Little more than a few hours after the VAT measure went into effect on July 1, the Supreme Court moved to freeze its implementation after opposition lawmakers petitioned the Court. Opponents of the VAT hike had argued that it was unconstitutional for the president to increase the tax without their approval.
However, in an announcement by a Court spokesman last week, it emerged that judges had voted 15-0 in support of the new tax law passed in May. Critics of the law now have 15 days to challenge the ruling, and the suspension of the new tax won't be lifted until the court rules on any appeal.
"The dire need for revenue can't be ignored. Our country is in a quagmire of financial woe. Congress passed the law hoping for rescue from inevitable catastrophe," the Court remarked.
Under the measures in question, certain industries previously exempt from the 10% VAT, such as petroleum, power generation, airlines and shipping companies, would be required to charge VAT. In addition, the new law entitled the president to raise the rate of VAT from 10% to 12% from January 2006 onward, as long as the government's budget deficit exceeded 1.5% of gross domestic product.

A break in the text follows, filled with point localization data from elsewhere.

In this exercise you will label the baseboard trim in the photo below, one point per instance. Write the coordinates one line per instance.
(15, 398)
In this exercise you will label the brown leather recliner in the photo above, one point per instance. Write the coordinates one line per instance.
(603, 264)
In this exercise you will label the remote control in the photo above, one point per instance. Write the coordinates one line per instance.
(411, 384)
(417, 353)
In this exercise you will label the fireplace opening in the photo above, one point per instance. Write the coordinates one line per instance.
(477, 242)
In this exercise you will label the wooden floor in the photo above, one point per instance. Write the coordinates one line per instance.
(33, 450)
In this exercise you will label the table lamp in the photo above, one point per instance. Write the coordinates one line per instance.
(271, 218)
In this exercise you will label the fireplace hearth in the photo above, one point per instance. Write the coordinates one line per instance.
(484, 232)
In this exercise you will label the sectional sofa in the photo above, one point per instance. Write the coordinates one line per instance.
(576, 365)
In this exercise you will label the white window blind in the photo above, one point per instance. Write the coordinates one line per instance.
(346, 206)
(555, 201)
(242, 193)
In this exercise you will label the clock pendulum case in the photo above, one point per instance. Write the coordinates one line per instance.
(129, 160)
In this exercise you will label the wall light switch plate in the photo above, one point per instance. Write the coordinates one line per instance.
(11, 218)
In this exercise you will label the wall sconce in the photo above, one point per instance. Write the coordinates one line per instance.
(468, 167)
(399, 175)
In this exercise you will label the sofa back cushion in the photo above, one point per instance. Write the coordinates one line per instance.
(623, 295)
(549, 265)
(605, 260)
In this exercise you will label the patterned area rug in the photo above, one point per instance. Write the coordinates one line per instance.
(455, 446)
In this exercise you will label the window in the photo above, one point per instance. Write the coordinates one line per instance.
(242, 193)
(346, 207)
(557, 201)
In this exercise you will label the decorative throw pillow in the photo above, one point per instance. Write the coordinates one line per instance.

The VAT measure was a key component of President Arroyo's eight-point tax reform, which seeks to improve tax collection and raise revenues to help pay down the country's escalating level of debt. At present, one third of the government's revenue is spent making debt interest payments, leaving little for investment in vital infrastructure. The tax reforms will also result in an increase in corporate tax to 35% from 32% for a period of three years.